Vainement Olaf s’efforçait d’atteindre son adversaire et risquait des bottes hasardeuses. Octave, plus froid et plus ferme, déjouait toutes les feintes.

La colère commençait à s’emparer du comte, dont le jeu devenait nerveux et désordonné. Quitte à rester Octave de Saville, il voulait tuer ce corps imposteur qui pouvait tromper Prascovie, pensée qui le jetait en d’inexprimables rages.

Au risque de se faire transpercer, il essaya un coup droit pour arriver, à travers son propre corps, à l’âme et à la vie de son rival; mais l’épée d’Octave se lia autour de la sienne avec un mouvement si preste, si sec, si irrésistible, que le fer, arraché de son poing, jaillit en l’air et alla tomber quelques pas plus loin.
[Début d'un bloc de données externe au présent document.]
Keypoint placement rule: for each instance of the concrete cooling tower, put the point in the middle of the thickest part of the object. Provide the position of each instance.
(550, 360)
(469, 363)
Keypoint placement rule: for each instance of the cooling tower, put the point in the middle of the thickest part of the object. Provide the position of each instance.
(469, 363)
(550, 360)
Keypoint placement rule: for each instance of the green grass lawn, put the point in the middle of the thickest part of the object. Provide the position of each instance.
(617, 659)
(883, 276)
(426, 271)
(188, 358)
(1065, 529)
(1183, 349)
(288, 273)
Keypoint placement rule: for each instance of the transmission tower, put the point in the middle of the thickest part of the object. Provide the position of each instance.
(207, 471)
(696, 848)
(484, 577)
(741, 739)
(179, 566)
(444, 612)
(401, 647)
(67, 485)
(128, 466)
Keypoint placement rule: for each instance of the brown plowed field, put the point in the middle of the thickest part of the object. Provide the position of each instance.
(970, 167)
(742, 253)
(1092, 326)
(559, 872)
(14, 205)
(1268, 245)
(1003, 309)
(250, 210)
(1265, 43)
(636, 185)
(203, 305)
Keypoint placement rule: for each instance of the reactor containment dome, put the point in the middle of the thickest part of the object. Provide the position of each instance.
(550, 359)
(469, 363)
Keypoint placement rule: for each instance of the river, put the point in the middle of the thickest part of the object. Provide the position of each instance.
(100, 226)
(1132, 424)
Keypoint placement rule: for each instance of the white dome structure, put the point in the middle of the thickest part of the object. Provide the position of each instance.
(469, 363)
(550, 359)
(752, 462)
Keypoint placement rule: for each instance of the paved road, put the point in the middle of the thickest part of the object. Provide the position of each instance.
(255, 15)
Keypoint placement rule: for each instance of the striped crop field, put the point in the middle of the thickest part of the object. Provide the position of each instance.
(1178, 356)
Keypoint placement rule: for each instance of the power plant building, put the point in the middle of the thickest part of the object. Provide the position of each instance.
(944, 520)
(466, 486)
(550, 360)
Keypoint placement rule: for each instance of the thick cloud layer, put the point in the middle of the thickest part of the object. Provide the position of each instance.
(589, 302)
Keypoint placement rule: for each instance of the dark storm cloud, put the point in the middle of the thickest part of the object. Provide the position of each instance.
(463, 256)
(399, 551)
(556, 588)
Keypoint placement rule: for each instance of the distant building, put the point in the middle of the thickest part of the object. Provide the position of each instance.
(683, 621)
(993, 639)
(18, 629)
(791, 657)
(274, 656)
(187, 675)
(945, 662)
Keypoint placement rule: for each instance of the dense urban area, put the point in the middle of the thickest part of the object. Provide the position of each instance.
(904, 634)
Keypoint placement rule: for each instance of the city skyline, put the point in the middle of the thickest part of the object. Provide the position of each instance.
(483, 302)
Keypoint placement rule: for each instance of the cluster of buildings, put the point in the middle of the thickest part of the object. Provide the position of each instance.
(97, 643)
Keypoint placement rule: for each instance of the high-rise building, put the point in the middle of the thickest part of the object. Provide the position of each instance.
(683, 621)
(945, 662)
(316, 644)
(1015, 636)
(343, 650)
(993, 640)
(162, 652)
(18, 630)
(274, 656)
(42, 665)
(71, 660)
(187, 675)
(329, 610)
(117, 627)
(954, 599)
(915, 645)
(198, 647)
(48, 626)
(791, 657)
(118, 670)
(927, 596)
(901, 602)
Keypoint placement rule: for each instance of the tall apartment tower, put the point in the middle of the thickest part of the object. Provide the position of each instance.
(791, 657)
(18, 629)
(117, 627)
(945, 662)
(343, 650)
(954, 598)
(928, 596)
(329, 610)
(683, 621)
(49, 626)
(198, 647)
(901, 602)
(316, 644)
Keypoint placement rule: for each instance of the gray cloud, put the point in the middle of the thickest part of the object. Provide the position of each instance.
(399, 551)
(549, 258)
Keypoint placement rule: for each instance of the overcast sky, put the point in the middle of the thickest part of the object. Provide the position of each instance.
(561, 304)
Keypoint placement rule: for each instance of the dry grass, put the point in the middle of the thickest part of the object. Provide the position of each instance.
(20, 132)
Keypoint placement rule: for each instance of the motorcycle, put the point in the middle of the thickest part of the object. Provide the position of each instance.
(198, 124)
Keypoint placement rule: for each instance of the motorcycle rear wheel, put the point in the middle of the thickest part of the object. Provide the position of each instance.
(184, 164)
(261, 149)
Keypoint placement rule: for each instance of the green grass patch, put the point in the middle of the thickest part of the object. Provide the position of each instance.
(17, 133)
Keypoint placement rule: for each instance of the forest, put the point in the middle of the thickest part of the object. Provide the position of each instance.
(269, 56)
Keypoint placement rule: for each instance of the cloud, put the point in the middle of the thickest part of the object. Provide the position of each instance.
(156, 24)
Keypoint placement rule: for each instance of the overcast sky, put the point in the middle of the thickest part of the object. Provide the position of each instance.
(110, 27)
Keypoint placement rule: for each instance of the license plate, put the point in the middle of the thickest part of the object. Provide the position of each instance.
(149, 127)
La vie d’Olaf était à la discrétion d’Octave: il n’avait qu’à se fendre pour le percer de part en part.—La figure du comte se crispa, non qu’il eût peur de la mort, mais il pensait qu’il allait laisser sa femme à ce voleur de corps, que rien désormais ne pourrait démasquer.

Octave, loin de profiter de son avantage, jeta son épée, et, faisant signe aux témoins de ne pas intervenir, marcha vers le comte stupéfait, qu’il prit par le bras et qu’il entraîna dans l’épaisseur du bois.

«Que me voulez-vous? dit le comte. Pourquoi ne pas me tuer lorsque vous pouvez le faire? Pourquoi ne pas continuer le combat, après m’avoir laissé reprendre mon épée, s’il vous répugnait de frapper un homme sans armes? Vous savez bien que le soleil ne doit pas projeter ensemble nos deux ombres sur le sable, et qu’il faut que la terre absorbe l’un de nous.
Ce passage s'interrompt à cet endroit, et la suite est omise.